Physiological Right Ventricular Adaptation in Elite Athletes of African and Afro-Caribbean Origin
Do black athletes exhibit different characteristics of right ventricular (RV) enlargement than do white athletes?
Between 2006 and 2012, 300 consecutive black athletes (243 males) from 25 sporting disciplines were evaluated by use of electrocardiogram (ECG) and echocardiography. Results were compared with 375 white athletes and 153 sedentary control subjects (n = 69 blacks).

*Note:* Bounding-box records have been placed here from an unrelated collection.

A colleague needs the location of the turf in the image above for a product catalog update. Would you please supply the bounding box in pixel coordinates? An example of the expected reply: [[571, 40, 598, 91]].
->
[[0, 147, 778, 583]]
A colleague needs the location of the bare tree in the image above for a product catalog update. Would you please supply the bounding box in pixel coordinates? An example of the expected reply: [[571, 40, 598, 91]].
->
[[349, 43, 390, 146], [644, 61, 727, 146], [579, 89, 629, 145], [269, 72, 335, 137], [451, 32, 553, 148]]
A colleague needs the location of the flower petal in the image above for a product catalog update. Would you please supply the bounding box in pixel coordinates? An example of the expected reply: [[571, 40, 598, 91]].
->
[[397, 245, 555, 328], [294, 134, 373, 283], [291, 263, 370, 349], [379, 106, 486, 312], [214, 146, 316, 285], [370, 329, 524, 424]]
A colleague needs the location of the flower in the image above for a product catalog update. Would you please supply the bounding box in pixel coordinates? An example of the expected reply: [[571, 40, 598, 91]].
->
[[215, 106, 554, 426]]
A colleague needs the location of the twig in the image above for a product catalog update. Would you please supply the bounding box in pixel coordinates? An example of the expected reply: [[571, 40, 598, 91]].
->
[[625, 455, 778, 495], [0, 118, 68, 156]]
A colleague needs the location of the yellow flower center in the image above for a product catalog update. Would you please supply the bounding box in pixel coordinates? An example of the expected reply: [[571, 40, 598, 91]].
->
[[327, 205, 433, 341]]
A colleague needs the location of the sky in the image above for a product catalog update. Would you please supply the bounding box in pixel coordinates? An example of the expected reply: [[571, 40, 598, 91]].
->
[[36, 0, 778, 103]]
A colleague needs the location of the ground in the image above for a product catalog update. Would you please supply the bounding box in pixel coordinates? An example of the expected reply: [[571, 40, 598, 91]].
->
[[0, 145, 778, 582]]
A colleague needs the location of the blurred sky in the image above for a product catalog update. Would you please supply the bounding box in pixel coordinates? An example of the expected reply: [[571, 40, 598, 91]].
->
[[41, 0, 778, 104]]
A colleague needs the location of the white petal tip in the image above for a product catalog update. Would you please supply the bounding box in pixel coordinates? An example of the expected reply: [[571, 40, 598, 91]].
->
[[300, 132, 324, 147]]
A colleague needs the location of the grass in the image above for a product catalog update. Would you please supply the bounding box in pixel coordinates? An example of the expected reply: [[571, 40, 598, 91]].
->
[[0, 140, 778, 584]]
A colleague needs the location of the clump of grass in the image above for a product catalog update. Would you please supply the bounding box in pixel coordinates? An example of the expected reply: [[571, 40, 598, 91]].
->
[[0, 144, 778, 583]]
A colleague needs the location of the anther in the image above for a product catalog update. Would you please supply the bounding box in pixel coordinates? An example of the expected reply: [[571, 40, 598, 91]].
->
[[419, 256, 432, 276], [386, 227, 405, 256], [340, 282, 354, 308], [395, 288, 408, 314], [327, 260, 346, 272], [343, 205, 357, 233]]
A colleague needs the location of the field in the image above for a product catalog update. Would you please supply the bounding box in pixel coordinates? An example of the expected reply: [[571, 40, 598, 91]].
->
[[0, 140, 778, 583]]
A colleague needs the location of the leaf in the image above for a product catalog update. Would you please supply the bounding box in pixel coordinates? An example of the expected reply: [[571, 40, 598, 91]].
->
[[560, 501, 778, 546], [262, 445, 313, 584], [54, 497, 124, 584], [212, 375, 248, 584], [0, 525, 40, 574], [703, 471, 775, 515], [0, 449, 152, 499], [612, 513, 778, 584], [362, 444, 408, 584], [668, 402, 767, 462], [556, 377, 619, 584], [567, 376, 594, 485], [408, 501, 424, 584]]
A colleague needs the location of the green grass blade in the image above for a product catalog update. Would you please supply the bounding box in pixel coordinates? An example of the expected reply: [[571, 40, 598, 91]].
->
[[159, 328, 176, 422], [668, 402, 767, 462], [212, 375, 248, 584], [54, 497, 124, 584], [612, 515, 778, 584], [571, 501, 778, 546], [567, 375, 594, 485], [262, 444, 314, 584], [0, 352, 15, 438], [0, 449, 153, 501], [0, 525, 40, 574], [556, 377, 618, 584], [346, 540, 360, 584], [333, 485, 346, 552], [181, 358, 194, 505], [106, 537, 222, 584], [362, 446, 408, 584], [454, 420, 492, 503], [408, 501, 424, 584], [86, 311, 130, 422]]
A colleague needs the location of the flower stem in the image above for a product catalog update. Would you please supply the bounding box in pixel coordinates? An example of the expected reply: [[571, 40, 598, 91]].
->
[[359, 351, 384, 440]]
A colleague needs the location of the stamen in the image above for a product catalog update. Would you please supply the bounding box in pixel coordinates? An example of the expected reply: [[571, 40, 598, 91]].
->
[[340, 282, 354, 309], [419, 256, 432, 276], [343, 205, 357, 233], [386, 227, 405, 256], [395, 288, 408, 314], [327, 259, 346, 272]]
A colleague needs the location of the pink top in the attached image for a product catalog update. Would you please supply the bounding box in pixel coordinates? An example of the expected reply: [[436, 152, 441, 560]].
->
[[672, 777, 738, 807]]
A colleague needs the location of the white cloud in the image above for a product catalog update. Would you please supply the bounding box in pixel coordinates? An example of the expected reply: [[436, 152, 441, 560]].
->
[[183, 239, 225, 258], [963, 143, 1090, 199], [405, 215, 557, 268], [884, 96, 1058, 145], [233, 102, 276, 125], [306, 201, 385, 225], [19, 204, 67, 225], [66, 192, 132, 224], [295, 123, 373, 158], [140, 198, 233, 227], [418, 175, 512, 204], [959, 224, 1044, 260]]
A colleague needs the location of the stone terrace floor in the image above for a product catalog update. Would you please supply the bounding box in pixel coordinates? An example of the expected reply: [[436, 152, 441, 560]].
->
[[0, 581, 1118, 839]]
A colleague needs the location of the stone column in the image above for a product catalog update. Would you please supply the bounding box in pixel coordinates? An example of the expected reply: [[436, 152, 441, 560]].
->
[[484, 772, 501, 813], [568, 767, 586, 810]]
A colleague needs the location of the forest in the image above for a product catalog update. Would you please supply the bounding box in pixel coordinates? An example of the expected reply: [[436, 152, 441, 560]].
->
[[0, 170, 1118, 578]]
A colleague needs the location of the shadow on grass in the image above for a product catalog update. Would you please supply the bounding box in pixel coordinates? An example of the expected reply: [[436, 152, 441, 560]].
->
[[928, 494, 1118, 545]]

There were no ethnic differences between RV parameters in control subjects. Both black athletes and white athletes exhibited greater RV dimensions than control subjects. RV dimensions were marginally smaller in black athletes than in white athletes (proximal outflow tract diameter 30.9 ± 5.5 vs. 32.8 ± 5.3 mm, p < 0.001; longitudinal dimension 86.6 ± 9.5 vs. 89.8 ± 9.6 mm, p < 0.001), although only 2.3% of variation was attributable to ethnicity. RV enlargement compatible with diagnostic criteria for arrhythmogenic RV cardiomyopathy was frequently observed (proximal outflow tract ≥32 mm; 45.0% of black athletes, 58.5% of white athletes). Anterior T-wave inversion was present in 14.3% of black athletes versus 3.7% of white athletes (p < 0.001). Marked RV enlargement with concomitant anterior T-wave inversion was observed in 3.0% of black athletes versus 0.3% of white athletes (p = 0.005). Further investigation did not diagnose arrhythmogenic RV cardiomyopathy in any athlete.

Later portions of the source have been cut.